Dispõe o n.º 1 do artigo 47º do RGIT ( na redação da Lei n.º 53-A/2006, de 29-12). que «Se estiver a correr processo de impugnação judicial ou tiver lugar oposição à execução, nos termos do Código de Procedimento e de Processo Tributário, em que se discuta situação tributária de cuja definição dependa a qualificação criminal dos factos imputados, o processo penal tributário suspende-se até que transitem em julgado as respectivas sentenças.».

E o que do texto desta disposição resulta é que tal suspensão não é automática, na medida em que não basta a pendência de impugnação judicial tributária ou oposição à execução fiscal para a determinar, sendo concomitantemente necessário que, naquelas lides, “se discuta situação tributária de cuja definição dependa a qualificação criminal dos factos imputados”, sendo que este segmento do preceito, que não constava da sua redação original, foi nele introduzido pela Lei n.º 53-A/2006, de 29 de dezembro, precisamente com intenção de o clarificar definitivamente nesse aspeto.

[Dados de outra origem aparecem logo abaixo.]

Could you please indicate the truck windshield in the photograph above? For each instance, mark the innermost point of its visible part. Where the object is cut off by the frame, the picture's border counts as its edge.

Com efeito, com a redacção do artigo 47º, n.º 1, do RGIT (introduzida pela Lei n.º 53-A/2006, de 29 de Dez.) a suspensão do processo penal tributário, em caso de impugnação judicial tributária ou oposição à execução, não é automática, tornando-se necessário analisar se na impugnação judicial apresentada está em causa matéria em que se discuta situação tributária de cuja definição dependa a qualificação criminal dos factos imputados.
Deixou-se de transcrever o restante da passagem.